Video games do in fact have many ways of teaching us motor skills and in general to be literate and explain thoughts clearly. As Lauren Gonzalez has found after extensive research at MIT “Learning is not about memorizing isolated facts. It’s about connecting and manipulating them.” Gonzalez goes on to point out that the U.S. spends $50 billion on education each year. 40% of the population has below average reading and writing scores, lack basic skills in these fields, and 6% are illiterate all together. Compared to their foreign counterparts all over the world such as Japan, England, and many others, these findings are dismal in comparison to the 10% in test scores and 2% in illiteracy. We can begin to hypothesize the reasons for these results. Perhaps students in some instances memorize facts for tests, forget them a week later, and never use the information again. As Paul Gee Williams a PhD at MIT points out, some kids are just good at “doing school” and are not actually learning to think which is the main purpose of school, is it not?
You may be asking how do video games fit in the above picture, and the point is that a large majority of games are in fact beneficial to students in teaching them how to think and learn. Due to the underlying architecture of each game in which the developers seek the players limits to be difficult yet at the same time doable. This tactic is known as the Regime Competence Principal causing players to have feelings of frustration and euphoria all at the same time. Cognitive scientists such as Andy Disessa have found that the best instruction for learning hovers at the boundary of a students’ competence. This group went on to state that the best type of video games to help learning “incorporate expertise, tend to encourage players to master a level, only to undo that mastery in the next level forcing players to adapt and evolve. Educational theorists in Stanford have concluded that this is the best method to gain expertise in any field. MIT has come out with a list full of proven benefits as follows: Problem solving improved, hand eye coordination improved, visual skills honed, extends attention span, enhances reading skills, create the ability to adapt and evolve, build vocabulary, and memory skills are improved. All of the above can help students in school and in life by giving them a “leg-up” on the non gamers.
This is not to say that all games are beneficial, yet an enormous majority are.

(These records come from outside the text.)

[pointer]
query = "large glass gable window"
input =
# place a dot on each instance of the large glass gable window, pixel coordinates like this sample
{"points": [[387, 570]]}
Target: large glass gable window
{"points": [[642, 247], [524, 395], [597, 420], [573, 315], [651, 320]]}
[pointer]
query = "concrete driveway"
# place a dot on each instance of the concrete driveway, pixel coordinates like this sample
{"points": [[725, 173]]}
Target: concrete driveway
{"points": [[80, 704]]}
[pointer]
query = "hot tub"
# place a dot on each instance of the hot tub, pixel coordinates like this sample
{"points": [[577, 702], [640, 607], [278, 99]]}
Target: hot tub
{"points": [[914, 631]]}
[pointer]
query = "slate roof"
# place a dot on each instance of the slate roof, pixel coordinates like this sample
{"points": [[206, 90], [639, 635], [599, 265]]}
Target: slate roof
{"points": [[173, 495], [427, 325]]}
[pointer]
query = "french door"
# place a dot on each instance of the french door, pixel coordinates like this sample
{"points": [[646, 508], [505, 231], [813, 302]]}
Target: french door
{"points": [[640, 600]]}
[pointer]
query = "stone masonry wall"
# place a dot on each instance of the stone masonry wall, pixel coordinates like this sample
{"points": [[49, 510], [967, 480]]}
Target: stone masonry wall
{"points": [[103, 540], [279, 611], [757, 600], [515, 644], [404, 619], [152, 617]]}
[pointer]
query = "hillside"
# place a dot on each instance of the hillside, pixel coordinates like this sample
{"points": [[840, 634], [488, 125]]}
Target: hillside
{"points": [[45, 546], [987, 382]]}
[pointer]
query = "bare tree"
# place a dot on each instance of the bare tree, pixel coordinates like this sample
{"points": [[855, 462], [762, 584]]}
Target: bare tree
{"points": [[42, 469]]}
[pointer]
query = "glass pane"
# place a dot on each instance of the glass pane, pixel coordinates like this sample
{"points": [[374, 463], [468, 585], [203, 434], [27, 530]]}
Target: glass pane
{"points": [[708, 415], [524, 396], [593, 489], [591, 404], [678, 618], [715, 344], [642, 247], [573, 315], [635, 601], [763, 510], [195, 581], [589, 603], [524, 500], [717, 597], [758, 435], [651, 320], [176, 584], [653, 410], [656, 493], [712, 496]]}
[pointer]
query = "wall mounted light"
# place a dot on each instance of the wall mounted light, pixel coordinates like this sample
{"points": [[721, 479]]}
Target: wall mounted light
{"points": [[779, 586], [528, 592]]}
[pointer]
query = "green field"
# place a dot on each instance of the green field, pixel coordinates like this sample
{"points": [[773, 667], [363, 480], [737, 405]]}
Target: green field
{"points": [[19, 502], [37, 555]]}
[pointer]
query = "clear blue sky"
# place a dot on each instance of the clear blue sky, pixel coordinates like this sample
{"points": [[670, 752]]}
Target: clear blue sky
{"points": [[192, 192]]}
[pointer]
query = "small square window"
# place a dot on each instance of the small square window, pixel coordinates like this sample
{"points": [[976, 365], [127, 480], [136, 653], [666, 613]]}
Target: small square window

Real Time Strategy games such as Warcraft III, Age of Mythology, and Command and Conquer force players to micromanage an array of elements while at the same time balancing long and short-term goals. In AoM (Age of Mythology) players take the role of the commander of vast Roman armies to conquer the world in mythological times. This could spark interest in young minds and want to make players study the era in which the game takes place due to the many historical references. First person shooters such as Deus Ex have many geo political references in game. In this specific game (Deus Ex) a literary term known as Deus Ex machina (a solution to a previously unsolvable problem) is revolved around the whole game focusing on the literary devices with alternative meanings and forcing a player to create his or her own digital persona. As one player puts it this sounds like something to put on your résumé.
A rich history of electronic video games dates back to the mid 1980’s, and as in many games there are benefits to coincide with the cultural changes caused by them induced by controversy in game violence. The purpose of the above information is not to lead you to believe that all games are beneficial, yet a large majority are. Video games still have plenty of potential to teach our culture a number of different skills and concepts. The benefits of which are still being uncovered to this day. In summation peoples’ notion of this activity is low and until they learn the benefits of playing games they will continue to look down on this otherwise wonderful hobby.


Senior Member
I hope the final draft has paragraphs.

Get some recent research which proves that video games either DOES or DOES NOT increase violent tendencies in children. Present it in the text.